In December, a press secretary for the governor told VICE News that there was “simply no truth to these claims.”

The governor also publicly denied her allegations at the time.

“I fought for and I believe a woman has the right to come forward and express her opinion and express issues and concerns that she has,” Cuomo said at a December press conference. “But it’s just not true.”

Boylan said a former Cuomo staffer contacted her following her December tweets to say that she had been harassed by the governor as well. 

On Wednesday, Boylan wrote that Cuomo said “let’s play strip poker” in October 2017 while they were flying home from an event in western New York on the governor’s jet.

“I tried to play it cool,” she recalled. “But in that moment, I realized just how acquiescent I had become.”

Boylan alleges that the sexual harassment began as early as 2016, when her boss told her following her first meeting with the governor that Cuomo had a “crush” on her. She wrote that she told friends at the time that Cuomo “would go out of his way to touch me on my lower back, arms and legs,” and staffers would often ask about her whereabouts on his behalf.

In her post, Boylan included a screenshot of a December 2016 email she received from Cuomo staffer Stephanie Benton, who relayed a message from Cuomo to “look up Lisa Shields,” who was formerly romantically linked to him. 

“You could be sisters,” Benton wrote to Boylan. “Except you’re the better looking sister.” 

In another alleged incident, Boylan said Cuomo called her up to his office during a holiday party, a one-on-one situation that made her uncomfortable enough to call her husband. “The Governor must have sensed my fear because he finally let me out of the office,” she wrote. “I tried to rationalize this incident in my head. At least he didn’t touch me. That made me feel safer.”

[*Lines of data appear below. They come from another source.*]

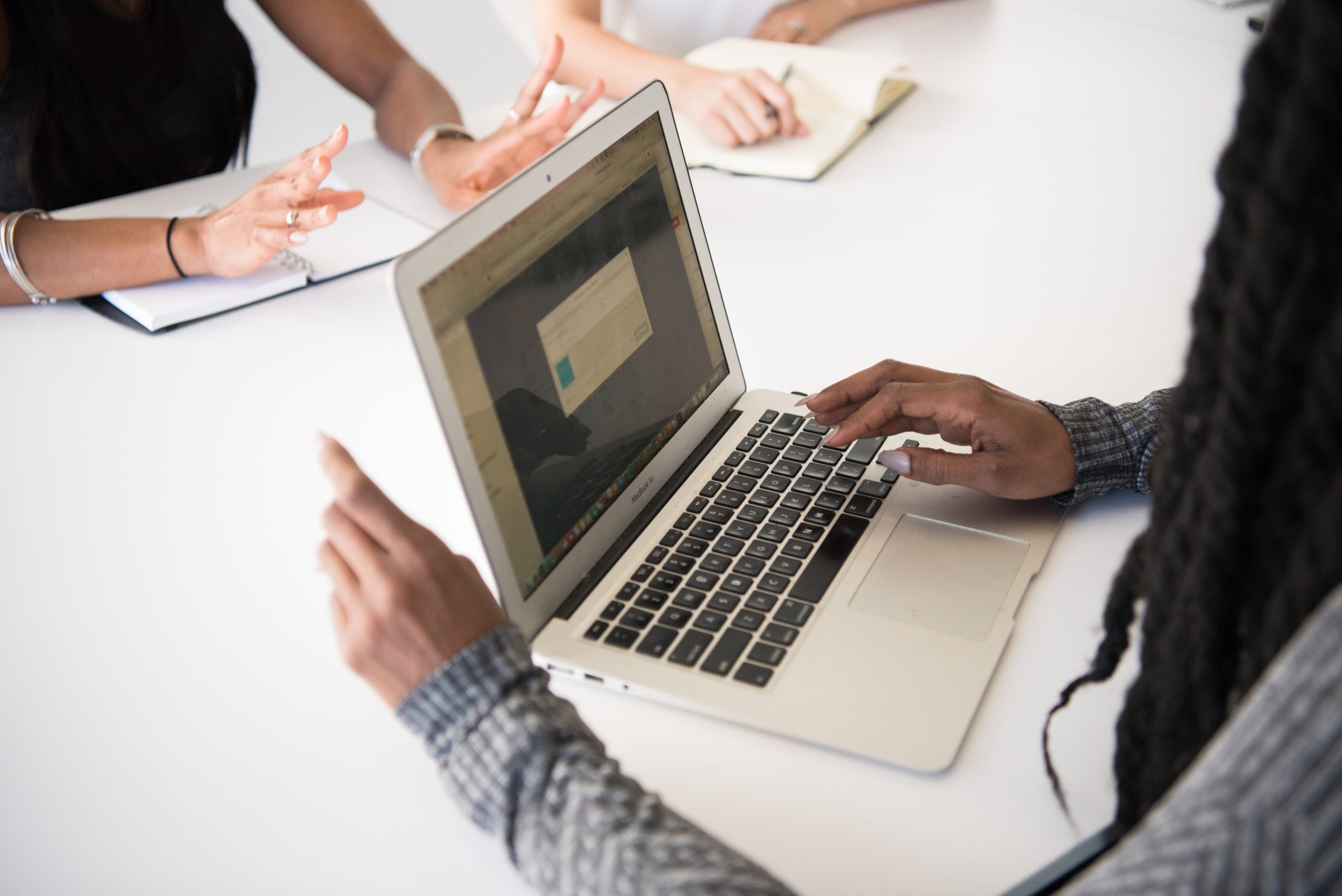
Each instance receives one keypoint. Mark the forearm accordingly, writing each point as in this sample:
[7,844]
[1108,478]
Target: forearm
[71,260]
[524,767]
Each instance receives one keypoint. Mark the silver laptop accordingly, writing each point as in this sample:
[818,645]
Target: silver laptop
[657,529]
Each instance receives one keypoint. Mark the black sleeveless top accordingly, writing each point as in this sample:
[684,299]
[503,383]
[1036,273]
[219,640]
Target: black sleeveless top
[94,106]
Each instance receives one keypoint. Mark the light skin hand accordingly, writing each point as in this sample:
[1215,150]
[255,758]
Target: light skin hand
[247,232]
[1019,448]
[462,172]
[403,604]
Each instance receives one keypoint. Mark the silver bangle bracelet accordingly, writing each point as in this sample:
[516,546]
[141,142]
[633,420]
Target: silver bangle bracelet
[11,258]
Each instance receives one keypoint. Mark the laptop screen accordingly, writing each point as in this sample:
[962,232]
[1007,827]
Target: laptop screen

But in 2018, after being promoted to Cuomo’s deputy secretary of economic development, she was leaving a one-on-one briefing in New York City when she says Cuomo kissed her on the lips.

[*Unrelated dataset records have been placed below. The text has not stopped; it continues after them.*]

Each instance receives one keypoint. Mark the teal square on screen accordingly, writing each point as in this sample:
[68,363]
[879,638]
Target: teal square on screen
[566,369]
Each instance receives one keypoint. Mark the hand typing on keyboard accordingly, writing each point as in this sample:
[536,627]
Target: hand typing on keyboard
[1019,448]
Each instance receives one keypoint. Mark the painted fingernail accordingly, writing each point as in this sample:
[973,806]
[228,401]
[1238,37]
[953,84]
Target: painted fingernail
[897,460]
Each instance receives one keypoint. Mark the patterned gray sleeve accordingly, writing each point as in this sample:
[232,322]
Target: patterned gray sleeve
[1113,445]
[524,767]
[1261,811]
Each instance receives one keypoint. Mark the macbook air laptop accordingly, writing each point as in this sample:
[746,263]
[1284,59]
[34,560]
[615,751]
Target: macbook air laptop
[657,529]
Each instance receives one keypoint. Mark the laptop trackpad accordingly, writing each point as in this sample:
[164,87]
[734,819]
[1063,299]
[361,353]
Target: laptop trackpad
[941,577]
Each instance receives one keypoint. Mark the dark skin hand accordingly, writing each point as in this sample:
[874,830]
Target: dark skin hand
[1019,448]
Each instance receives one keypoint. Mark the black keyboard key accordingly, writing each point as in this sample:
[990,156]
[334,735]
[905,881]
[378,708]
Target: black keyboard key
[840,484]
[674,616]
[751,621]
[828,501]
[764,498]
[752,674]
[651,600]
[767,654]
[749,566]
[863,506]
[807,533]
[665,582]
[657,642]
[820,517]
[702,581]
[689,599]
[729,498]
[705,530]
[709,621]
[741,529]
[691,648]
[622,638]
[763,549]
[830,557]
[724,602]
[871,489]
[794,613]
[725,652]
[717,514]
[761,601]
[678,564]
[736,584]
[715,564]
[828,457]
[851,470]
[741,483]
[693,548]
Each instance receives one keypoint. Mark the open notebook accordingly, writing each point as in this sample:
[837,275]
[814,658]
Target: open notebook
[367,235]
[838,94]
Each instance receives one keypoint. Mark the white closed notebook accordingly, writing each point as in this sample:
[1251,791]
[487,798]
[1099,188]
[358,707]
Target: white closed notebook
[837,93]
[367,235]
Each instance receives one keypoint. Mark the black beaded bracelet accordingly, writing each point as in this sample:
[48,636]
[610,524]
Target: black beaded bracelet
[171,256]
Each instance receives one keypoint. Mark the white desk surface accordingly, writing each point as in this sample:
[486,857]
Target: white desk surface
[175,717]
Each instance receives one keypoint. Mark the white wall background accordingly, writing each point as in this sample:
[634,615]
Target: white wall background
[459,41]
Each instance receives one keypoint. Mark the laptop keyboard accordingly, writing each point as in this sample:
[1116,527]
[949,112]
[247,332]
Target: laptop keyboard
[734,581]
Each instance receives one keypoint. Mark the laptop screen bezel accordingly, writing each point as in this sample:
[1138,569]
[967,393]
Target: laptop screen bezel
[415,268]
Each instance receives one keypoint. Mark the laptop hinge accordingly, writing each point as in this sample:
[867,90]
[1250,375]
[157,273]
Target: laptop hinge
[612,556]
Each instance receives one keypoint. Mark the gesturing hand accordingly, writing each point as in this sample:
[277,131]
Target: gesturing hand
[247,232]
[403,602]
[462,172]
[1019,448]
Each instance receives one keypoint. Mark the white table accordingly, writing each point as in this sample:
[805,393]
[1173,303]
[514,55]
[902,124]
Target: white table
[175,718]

“I was in shock, but I kept walking,” she wrote. “The idea that someone might think I held my high-ranking position because of the Governor’s ‘crush’ on me was more demeaning than the kiss itself.”

Boylan said she resigned from her position in September 2018. Personnel memos written in 2018 seem to show that Boylan left after complaints about her behavior, the Associated Press reported last year. Several women alleged that Boylan “had behaved in a way towards them that was harassing, belittling, and had yelled and been generally unprofessional.” 

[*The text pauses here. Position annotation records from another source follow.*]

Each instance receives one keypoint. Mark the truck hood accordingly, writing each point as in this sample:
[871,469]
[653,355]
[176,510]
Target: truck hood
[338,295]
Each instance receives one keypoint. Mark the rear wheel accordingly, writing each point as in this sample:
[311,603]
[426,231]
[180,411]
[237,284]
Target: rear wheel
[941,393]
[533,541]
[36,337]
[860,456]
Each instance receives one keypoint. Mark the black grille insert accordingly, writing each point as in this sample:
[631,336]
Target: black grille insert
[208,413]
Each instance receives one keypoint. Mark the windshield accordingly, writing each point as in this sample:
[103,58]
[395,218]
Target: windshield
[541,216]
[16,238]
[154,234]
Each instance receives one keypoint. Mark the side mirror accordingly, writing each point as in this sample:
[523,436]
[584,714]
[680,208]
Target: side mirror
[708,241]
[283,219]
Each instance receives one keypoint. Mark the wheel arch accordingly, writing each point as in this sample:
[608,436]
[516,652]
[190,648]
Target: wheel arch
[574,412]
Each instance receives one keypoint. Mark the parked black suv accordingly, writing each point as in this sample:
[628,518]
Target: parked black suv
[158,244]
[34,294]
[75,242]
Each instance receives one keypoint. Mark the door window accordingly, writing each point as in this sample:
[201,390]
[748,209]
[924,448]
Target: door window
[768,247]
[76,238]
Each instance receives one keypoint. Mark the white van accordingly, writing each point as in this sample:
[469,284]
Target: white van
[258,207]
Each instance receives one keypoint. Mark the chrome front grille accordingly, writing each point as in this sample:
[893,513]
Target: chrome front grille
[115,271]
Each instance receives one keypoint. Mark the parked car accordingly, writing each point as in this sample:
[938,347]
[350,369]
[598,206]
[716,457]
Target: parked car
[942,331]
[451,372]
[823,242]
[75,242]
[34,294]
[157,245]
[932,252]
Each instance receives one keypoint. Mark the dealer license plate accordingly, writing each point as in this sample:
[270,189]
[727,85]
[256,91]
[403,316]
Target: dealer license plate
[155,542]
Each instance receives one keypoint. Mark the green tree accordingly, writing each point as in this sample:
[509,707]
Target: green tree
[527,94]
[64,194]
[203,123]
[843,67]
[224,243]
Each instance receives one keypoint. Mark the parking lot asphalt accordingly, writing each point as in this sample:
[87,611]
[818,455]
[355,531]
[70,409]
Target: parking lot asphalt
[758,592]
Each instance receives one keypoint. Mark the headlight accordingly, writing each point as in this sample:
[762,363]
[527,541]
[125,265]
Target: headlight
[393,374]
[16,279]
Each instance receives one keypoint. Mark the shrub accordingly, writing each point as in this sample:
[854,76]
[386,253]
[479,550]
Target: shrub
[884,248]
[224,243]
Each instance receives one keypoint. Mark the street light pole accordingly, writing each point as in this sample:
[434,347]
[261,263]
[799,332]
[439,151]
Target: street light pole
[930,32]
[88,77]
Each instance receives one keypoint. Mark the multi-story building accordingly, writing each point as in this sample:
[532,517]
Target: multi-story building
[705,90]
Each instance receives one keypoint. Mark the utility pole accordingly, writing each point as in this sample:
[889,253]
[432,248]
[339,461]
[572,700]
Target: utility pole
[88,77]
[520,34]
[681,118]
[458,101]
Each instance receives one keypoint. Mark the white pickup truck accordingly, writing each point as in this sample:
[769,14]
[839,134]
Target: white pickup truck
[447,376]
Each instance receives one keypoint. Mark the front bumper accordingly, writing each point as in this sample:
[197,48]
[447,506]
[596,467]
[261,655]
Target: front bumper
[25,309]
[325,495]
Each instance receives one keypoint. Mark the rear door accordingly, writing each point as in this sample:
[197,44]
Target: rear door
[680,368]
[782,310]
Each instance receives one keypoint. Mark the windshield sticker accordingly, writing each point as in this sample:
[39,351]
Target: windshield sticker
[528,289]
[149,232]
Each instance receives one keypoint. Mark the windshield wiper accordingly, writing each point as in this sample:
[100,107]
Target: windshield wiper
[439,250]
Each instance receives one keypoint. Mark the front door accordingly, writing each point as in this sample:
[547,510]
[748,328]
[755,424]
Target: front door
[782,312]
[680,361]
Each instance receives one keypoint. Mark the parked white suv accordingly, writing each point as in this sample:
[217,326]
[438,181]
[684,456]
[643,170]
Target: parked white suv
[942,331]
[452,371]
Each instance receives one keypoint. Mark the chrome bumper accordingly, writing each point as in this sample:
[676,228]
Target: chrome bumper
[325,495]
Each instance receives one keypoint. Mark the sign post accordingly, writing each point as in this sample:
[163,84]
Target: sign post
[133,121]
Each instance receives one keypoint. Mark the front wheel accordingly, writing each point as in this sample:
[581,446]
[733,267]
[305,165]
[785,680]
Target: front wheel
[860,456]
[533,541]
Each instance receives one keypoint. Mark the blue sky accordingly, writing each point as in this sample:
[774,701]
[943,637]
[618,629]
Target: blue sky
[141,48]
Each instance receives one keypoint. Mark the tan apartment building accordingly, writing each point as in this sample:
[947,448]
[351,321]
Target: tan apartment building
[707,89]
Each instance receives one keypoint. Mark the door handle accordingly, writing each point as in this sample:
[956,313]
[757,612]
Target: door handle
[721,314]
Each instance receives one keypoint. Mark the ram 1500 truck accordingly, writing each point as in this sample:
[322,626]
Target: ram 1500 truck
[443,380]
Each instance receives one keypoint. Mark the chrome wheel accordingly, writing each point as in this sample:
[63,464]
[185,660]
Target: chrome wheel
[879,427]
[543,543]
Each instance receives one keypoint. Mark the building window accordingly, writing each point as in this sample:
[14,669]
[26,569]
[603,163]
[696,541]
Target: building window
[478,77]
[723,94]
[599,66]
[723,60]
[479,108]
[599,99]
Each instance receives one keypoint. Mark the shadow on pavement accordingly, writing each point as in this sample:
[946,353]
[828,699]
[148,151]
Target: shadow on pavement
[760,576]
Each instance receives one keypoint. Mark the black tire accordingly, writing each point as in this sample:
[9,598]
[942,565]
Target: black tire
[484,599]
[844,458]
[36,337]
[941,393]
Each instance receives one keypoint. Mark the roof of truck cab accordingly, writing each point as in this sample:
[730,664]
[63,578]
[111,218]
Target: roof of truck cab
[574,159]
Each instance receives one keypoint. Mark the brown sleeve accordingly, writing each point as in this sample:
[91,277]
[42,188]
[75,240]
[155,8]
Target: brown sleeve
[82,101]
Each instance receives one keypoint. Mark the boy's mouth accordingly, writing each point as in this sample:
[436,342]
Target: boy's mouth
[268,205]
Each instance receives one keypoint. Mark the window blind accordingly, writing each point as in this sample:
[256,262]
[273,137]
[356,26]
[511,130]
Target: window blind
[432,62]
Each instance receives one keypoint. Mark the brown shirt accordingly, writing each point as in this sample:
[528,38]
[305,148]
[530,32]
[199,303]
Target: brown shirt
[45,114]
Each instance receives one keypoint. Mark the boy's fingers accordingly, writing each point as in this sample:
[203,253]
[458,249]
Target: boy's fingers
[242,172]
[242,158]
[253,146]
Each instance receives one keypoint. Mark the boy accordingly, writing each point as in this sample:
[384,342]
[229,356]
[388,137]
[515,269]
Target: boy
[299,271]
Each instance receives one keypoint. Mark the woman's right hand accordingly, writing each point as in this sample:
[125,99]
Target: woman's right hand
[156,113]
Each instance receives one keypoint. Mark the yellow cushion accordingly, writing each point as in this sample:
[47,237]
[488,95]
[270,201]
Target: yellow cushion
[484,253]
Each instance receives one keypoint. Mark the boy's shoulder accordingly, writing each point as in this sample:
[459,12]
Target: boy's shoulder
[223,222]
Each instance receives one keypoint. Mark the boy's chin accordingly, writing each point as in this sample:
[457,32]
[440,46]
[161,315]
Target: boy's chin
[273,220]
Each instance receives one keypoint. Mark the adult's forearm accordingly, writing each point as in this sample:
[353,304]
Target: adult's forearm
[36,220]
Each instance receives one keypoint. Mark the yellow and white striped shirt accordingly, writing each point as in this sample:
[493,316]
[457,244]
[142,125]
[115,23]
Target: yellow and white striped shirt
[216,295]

In the Medium post, Boylan said she’d never seen these personnel files, and that they were “leaked to the media in an effort to smear me.” 

Cuomo’s control over New York politics has been stable for years. During the COVID pandemic, he took on a national persona of a calm governor conducting widely viewed news conferences.  

But he has come under fire recently over the state’s failure to report nursing home deaths during the COVID pandemic, and allegations that he covered up the number of fatalities.

Last week, New York Assemblyman Ron Kim said he received a phone call from the governor in which Cuomo threatened to destroy his career because of his criticism over nursing homes.  

Cuomo has disputed Kim’s allegations, but his polling numbers have slipped recently, and New York’s Democratic-run legislature began moving last week to strip Cuomo of the unilateral emergency powers granted to him to deal with the pandemic. A measure introduced by members of the New York Democratic Party to censure Cuomo over the nursing home scandal was introduced this week as well.  

In her post, Boylan wrote that she was proud to work in Cuomo’s administration, but that “this abusive behavior needs to stop.”

“No one should have to be defined or destroyed by this kind of sexual harassment. Nor should they be revictimized if they decide to speak their own truth,” she wrote. “I hope that sharing my story will clear the path for other women to do the same.”